A potential bill mandating that all firearms made in the state of New York be microstamped with a unique branding is causing the debate.
Microstamping, in this case, is when firing pins are engraved with an identification mark. So, when a bullet is fired, it's imprinted with that information.
But, it's being reported that Remington Arms says if microstamping is mandated, it can hurt their business.
"This has been here for so long, my father worked there. Other family members worked there. It's just a tradition that went on forever and ever," says Gloria Ford, a Herkimer resident.
Remington Arms employs over a thousand people from the region.
But, after news of possible legislation being passed that would mandate guns to have microstamping, Remington Arms reportedly has threatened to leave the state.
"It does good for the whole Mohawk Valley. People come from all over, even fifty miles away to come to work," says Robert Schultz.
Robert Schultz is an Ilion resident and a former employee at Remington Arms.
He says if microstamping is mandated, it would be too expensive for the company to stay competitive.
"If you kill someone with a knife you don't put a serial number on a knife do you?
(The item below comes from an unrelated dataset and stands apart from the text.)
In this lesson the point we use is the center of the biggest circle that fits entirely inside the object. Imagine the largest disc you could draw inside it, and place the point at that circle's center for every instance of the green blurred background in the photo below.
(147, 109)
If someone plans murder they'll take that firing pin out of there or steal a gun," says Schultz.
The microstamping legislation would be a way to crack down on gun-related crimes, according to officials.
Residents say if Remington Arms leaves the area, it would be a ghost town.
"You're going to have a lot of empty buildings and you're not going to have the people that are supporting the businesses that we have now," says Ford.
But, the Mayor of Ilion says this legislation has been introduced before and says he is optimistic that it won't be passed.
"That doesn't necessarily mean that they will pad lock the doors. It can mean a reduction in the workforce and moving product lines within the freedom group," says Mayor Stephens.